At the heart of all this improvement in the quality of everyday physical comfort is electricity. The cheaper it is, the better we all live. And do not ever forget that those earning good money will always be able to afford comfort, what really matters is allowing those of modest means the ability to get more comfort for their limited money. That is a fundamental part of the duty of MPs to act in the best interests of their constituents and of the country as a whole. However tempting it might be to satisfy international or party agendas, their duty is to their constituents and to the UK. Electricity costs are at the heart of all our lives, especially those of modest means, and any MP with his or her eye on the ball should be fighting against any government measure that increases its price.


H.R. said...

But, but... who will try the MPs for treason since they are voting against the interests of the country?

gyg3s said...

Take a closer look FB, it isn't a case of simply raising the price of electricity, rather, it is a case of using electricity as a wealth transfer mechanism, from poor to rich.

Antisthenes said...

NASA claims that observations they have made from space proves that global warming caused by carbon emissions are grossly overstated.

Anonymous said...

Aren't there two variables involved: the price of electricity and for how long it will be available? If you believe in Adam Smith's invisible hand without question, then you believe that man will always find a way around any difficulty and will always find new resources when needed. And you will also believe that it was man's genius that 'invented' oil, and that our global economy and standard of living was always going to be as it is today. If there hadn't been oil, man would have simply 'invented' some other form of concentrated, easily-transportable energy source that cost virtually nothing to produce.

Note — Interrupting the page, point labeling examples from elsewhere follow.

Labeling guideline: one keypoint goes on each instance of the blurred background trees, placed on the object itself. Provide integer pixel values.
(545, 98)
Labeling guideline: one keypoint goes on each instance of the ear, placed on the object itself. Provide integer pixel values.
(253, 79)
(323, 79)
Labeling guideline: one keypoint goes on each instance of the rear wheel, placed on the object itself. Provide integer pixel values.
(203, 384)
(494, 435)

I am as sceptical as you are about global warming, and I think that these 'feed in tariffs' are plain ridiculous. But equally I cannot believe that the so-called free market knows best on these matters either. Your post basically says that we should always use up our resources at the fastest rate we possibly can in order to make our lives that little bit more cosseted, and to hell with the consequences when they run out. But remember that our economy as presently constructed cannot tolerate 'negative growth' at all. So by all means fritter the oil as fast as you can, but bear in mind that we don't have to run out of the stuff to suffer catastrophe, merely for the daily supply to level off. It might make much more sense to artificially damp down the economy in order to maintain slight positive growth than to blow it all on a huge party.

TheFatBigot said...

I wasn't aware I was saying anything about using our resources in order to have a huge party regardless of the consequences. What I hope I said is that the duty of MPs is to act in the best interests of their constituents and, where there is no conflict, in the interests of the country as a whole.

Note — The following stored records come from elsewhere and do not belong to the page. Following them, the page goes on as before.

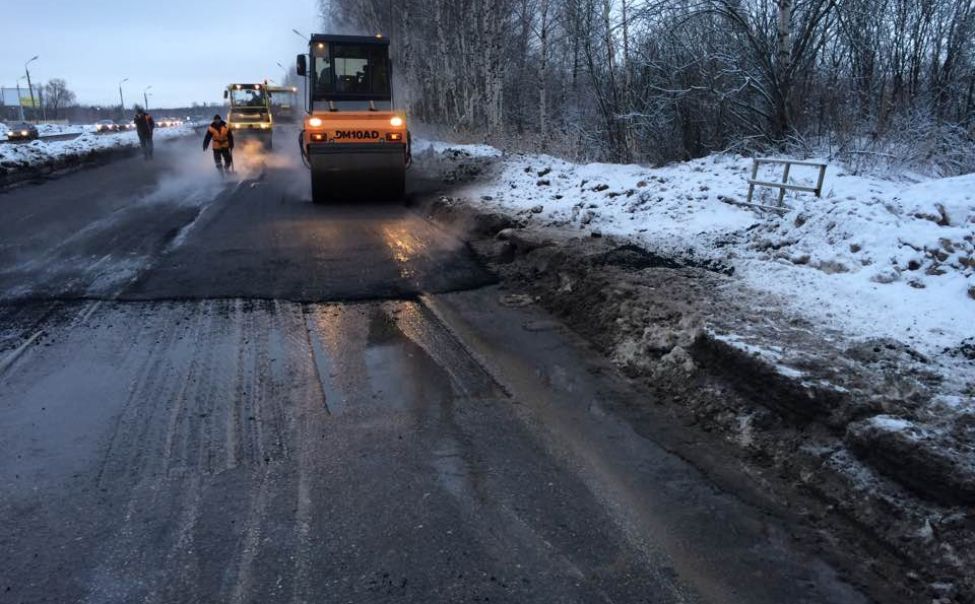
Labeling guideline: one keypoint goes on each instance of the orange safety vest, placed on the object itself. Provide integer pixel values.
(220, 137)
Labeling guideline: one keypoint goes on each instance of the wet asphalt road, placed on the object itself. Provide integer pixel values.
(218, 392)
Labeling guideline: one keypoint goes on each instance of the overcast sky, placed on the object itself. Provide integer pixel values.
(187, 50)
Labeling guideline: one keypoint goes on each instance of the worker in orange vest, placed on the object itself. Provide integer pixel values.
(223, 143)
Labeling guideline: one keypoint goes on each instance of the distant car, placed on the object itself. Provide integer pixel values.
(106, 126)
(21, 131)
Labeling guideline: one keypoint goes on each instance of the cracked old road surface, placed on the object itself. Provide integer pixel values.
(219, 392)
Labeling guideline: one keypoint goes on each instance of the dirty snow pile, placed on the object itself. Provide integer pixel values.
(59, 129)
(39, 153)
(870, 258)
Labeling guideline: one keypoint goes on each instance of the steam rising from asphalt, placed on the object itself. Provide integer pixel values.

My proposition is that the interests of constituents and country require rejection of any policy that artificially increases the price of electricity.

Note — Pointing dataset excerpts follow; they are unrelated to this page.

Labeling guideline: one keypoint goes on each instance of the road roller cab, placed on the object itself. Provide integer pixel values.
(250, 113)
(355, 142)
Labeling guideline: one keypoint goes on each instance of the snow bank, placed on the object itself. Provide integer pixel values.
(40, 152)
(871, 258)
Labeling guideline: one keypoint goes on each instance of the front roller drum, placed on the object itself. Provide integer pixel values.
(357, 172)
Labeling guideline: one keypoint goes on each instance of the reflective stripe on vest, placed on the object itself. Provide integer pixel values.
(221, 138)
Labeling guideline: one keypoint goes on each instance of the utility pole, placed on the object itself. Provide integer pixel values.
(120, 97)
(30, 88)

If a case can be made for using taxpayers' money to develop new sources of electricity generation (and I do not believe it can) it should be done at the expense of some other government project of less importance, it should not be done by imposing hefty additional taxes on consumers of electricity.

As for resources such as coal and oil running out, not only is it an unwarranted worry (oil has been predicted to be uneconomic in 10 or 20 years in every year since the 1950s) but also the parliament of one small country can do abolutely bugger-all about it anyway.

diogenes said...

Mr Bigot, you might be interested in a discussion at the Bishop Hill blog.